Herman stared at the money. He didn't move. The tentacle picked up the stack of bills and forcefully shoved it into the front pocket of Herman's jacket.

"Consider it a signing bonus," the voice buzzed. "The employer looks out for his investments. The streets are unforgiving. A man must leave provisions for his family when he goes to war."

Herman's jaw tightened. "Thanks."

The primary mechanical claw extended forward, opening its pincers in a crude approximation of an open hand. Herman gripped the cold, heavy steel.

An electronic laugh rattled through the sewer pipes.

"Return tomorrow at this exact hour," the buyer said. "And you may call me Otto. It is what my friend call me."

Herman climbed back out of the sewer grid. He didn't head toward his Brooklyn construction site. Instead, he took the subway north, walking the familiar, cracked pavement of Harlem. Streetlights flickered above him. He couldn't remember the last time he had actually walked up the steps to his mother's apartment. Nothing good ever happened when he came back here.

He pushed open the heavy wooden door. The hinges whined.

The living room was quiet. A familiar body lay draped over the worn fabric sofa.
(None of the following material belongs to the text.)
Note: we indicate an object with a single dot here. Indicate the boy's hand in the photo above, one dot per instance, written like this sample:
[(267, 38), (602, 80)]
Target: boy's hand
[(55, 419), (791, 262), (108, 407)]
The chest was caved in, dark blood pooling and drying across the cheap linoleum floor.

"Gang dispute," his mother said. She sat in the armchair in the corner. She didn't look up. She was steadily running a needle and thread through a heavy piece of white canvas. "Just like your father. Just like your brother. The corner boss wiped him out, but he didn't have anywhere else to go. I need to bleach the floor before the church ladies get here to help move him."

Herman swallowed hard. He reached into his jacket pocket, pulled out the thick stack of bills Otto had given him, and set it on the coffee table.

His mother finally looked up. Her eyes tracked the money. She reached out with practiced, exhausted efficiency and swept the cash into her apron.

"You still running that chop-shop business?" she asked, her voice hollow. "I thought you got cleared out."

"This is the final job," Herman said.

He walked over to the sofa. He stared down at the dead body pale, lifeless face. His hands curled into tight fists at his sides.

"I'm doing what has to be done," Herman whispered, the anger finally crystallizing into something cold and permanent. "It's time I made the whole world remember the name Herman Schultz."